Na área de recursos hídricos, mudanças na distribuição das chuvas influenciam o nível dos rios, a recarga de reservatórios e a disponibilidade de água para abastecimento, supervisão e geração de energia. Já na saúde públicaperíodos mais quentes e úmidos favorecem a proteção do mosquito Aedes aegypti, aumentando o risco de doenças como dengue, chikungunya e zika.

Embora o cenário exija atenção, os pesquisadores ressaltam que o El Niño pode ser acompanhado com meses de antecedência, permitindo que produtores, empresas e gestores públicos adotem medidas para reduzir prejuízos.

“O monitoramento contínuo permite que governos, produtores rurais e a sociedade se preparem com antecedência. Planejamento agrícola, gestão dos recursos hídricos, fortalecimento da infraestrutura e sistemas de alerta são ferramentas essenciais para aumentar a resiliência diante dos eventos climáticos extremos”, afirma Thiago.
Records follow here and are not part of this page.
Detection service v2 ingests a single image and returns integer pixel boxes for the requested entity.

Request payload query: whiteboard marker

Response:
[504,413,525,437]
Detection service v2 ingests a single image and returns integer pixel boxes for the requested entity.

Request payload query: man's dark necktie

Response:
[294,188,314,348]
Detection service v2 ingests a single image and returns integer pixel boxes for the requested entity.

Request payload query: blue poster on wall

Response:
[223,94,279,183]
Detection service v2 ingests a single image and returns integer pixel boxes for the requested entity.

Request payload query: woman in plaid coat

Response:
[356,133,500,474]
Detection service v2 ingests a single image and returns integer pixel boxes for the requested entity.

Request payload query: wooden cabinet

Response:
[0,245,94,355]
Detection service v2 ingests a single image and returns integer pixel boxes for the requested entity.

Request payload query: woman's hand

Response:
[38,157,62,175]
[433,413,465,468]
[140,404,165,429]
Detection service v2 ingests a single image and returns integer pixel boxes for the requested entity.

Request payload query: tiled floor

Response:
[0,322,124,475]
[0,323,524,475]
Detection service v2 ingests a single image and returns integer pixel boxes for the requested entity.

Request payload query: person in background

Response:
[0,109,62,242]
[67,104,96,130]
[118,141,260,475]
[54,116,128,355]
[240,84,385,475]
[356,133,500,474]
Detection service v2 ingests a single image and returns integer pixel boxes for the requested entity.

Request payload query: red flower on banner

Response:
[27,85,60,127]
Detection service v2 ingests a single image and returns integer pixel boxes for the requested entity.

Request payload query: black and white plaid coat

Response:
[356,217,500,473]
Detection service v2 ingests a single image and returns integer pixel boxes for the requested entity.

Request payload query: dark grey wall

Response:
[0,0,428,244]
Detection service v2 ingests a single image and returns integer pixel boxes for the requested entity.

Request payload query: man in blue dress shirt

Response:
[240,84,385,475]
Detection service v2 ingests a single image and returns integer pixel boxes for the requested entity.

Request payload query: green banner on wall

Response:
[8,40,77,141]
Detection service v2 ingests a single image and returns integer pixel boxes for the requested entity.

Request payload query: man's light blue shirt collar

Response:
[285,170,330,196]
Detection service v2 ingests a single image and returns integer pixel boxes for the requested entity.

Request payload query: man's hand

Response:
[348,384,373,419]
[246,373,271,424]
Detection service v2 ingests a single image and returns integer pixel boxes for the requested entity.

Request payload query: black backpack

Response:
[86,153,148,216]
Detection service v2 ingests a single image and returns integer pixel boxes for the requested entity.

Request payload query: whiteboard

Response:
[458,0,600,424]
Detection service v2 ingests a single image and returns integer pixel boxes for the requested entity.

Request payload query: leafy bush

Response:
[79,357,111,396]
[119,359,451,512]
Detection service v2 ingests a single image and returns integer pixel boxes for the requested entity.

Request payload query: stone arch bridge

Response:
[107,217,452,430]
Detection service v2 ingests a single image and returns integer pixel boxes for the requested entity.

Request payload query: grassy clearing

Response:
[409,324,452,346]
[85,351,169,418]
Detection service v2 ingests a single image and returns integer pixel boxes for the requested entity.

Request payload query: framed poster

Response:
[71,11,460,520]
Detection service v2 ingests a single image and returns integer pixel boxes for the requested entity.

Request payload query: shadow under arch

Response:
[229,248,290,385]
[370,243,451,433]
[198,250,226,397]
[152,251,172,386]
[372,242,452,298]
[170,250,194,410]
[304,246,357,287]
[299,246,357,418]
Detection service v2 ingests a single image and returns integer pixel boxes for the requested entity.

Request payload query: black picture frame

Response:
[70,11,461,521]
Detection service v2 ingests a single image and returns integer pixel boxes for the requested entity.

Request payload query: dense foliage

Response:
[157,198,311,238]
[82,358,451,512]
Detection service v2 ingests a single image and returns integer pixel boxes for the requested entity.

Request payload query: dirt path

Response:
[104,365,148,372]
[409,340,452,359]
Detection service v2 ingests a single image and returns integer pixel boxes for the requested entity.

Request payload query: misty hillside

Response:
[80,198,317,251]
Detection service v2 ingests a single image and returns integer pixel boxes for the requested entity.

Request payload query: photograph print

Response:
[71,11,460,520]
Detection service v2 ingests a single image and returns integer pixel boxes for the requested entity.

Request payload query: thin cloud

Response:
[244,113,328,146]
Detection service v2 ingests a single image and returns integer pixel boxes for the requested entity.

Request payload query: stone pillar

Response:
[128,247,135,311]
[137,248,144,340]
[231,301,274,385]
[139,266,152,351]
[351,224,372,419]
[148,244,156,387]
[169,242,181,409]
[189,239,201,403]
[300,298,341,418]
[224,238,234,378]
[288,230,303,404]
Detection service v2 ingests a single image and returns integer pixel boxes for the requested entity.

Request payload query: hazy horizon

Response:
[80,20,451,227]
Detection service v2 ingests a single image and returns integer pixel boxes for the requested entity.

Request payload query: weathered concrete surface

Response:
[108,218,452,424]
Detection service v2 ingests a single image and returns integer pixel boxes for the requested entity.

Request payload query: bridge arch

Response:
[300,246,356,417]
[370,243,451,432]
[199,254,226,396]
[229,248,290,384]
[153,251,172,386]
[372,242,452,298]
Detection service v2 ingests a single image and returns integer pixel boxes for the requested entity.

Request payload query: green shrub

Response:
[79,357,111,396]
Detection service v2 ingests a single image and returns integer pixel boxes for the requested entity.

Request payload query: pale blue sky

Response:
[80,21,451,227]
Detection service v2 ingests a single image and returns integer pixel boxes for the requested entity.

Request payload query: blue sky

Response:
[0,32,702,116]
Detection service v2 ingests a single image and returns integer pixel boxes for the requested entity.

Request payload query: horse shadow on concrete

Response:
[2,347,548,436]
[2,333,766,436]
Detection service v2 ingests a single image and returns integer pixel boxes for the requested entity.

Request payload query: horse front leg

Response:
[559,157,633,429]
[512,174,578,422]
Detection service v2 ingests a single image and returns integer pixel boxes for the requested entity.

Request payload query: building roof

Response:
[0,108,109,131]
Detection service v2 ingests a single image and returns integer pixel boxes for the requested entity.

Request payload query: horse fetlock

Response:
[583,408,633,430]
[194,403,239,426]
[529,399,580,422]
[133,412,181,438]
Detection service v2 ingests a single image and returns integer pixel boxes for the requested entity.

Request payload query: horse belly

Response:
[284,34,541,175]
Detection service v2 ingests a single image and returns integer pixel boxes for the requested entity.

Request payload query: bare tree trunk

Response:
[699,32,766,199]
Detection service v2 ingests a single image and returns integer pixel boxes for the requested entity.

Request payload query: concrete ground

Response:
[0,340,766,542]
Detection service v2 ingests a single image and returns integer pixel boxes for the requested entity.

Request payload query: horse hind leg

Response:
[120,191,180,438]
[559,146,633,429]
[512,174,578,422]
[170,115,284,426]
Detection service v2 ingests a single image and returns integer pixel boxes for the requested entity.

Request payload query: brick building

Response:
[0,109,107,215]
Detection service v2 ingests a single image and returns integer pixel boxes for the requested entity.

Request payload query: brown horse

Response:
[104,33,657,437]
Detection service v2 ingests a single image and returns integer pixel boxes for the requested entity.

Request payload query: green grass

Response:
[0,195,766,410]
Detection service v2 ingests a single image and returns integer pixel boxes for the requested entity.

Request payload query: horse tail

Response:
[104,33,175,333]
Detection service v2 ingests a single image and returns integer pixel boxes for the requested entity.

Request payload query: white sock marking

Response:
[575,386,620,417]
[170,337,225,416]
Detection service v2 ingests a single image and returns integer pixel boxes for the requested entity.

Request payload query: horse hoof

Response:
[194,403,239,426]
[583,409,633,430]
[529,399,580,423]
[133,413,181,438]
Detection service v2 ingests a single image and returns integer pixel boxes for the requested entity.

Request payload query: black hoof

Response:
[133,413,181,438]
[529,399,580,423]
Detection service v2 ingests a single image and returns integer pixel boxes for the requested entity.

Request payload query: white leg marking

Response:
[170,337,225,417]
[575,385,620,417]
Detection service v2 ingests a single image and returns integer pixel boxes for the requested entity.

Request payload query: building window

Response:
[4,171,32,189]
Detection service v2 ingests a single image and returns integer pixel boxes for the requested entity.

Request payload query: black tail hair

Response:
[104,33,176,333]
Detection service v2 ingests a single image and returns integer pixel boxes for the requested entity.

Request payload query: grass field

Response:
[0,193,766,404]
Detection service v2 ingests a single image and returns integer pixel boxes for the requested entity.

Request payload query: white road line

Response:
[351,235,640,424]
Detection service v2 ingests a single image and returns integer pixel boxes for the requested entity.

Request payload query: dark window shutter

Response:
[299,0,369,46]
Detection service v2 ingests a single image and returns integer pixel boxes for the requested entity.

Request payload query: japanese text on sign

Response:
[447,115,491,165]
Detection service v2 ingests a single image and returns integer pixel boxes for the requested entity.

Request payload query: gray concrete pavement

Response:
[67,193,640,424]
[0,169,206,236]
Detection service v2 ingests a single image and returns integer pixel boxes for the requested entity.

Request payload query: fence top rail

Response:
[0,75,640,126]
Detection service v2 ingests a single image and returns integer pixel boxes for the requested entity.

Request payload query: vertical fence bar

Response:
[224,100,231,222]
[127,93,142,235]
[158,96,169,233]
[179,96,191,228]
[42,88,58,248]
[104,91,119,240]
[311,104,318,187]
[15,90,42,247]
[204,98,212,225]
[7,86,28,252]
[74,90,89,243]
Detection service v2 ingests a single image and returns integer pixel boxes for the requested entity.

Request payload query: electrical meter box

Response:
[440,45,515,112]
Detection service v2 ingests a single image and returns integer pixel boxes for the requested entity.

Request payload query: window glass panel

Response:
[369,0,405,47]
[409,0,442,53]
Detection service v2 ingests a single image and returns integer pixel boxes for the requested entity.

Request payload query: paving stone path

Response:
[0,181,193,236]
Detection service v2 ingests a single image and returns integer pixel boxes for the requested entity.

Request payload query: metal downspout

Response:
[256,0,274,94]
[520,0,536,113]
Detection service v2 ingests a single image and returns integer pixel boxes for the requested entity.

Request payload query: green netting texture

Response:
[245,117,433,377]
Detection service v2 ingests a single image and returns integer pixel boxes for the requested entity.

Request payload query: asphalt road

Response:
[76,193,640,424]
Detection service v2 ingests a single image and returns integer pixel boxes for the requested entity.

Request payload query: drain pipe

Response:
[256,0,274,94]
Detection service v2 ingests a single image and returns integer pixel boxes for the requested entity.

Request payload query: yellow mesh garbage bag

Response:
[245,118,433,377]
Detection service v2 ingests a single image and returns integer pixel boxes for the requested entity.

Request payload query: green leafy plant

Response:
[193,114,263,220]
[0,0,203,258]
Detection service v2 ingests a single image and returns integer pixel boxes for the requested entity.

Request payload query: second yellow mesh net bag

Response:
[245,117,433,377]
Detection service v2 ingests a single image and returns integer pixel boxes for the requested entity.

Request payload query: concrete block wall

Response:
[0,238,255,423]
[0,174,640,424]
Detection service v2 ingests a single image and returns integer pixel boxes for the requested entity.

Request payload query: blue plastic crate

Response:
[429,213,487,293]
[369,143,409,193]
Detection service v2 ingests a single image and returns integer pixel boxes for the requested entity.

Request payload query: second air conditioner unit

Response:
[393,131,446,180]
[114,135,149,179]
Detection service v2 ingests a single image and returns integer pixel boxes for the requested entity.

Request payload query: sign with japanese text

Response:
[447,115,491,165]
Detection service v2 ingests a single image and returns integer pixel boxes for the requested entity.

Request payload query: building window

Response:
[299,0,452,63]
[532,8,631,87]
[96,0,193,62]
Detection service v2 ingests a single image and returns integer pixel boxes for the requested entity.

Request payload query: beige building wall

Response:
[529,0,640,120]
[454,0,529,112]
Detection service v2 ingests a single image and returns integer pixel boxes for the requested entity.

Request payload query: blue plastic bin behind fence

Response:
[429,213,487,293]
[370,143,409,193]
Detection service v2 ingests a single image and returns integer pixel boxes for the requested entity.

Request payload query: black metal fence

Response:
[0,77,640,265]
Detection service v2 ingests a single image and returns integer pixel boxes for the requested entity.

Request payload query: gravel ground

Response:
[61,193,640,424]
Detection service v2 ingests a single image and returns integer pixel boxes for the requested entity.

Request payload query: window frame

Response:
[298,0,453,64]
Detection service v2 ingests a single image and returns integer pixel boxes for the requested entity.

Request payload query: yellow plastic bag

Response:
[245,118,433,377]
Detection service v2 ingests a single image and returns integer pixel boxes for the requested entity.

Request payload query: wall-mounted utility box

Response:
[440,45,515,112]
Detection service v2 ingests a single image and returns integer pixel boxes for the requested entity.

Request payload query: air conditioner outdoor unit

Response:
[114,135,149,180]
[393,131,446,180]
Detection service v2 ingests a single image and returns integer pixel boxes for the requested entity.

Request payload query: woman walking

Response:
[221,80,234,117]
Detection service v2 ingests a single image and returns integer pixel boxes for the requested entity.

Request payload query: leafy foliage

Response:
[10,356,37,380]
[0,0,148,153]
O pesquisador reforça que a atualização da intensidade das especificações dependerá da evolução das condições do oceano e da atmosfera nos próximos meses e defenderá o uso das variações climáticas no planejamento.

“Mais do que reagir aos eventos extremos, precisamos desenvolver uma cultura de prevenção baseada na ciência. Quanto mais primeiros produtores, gestores públicos e a implementarem a estratégia climática ao planejamento, maiores serão as chances de reduzir prejuízos e aproveitar melhores as oportunidades de cada safra e de cada estação”, conclui.

Apesar da expectativa, o pesquisador relata que ainda é cedo para confirmar a intensidade das influências. Thiago destaca que os modelos mais recentes desenvolvidos pela NOAA (Administração Nacional Oceânica e Atmosférica dos Estados Unidos) vêm elevando as estimativas para a temperatura da superfície do mar no Pacífico. Em algumas simulações, as anomalias chegam a 4,8°C a mais, enquanto metodologias mais conservadoras apontam valores entre 3,3°C e 3,5°C a mais, suficientes para caracterizar um episódio extremamente intenso.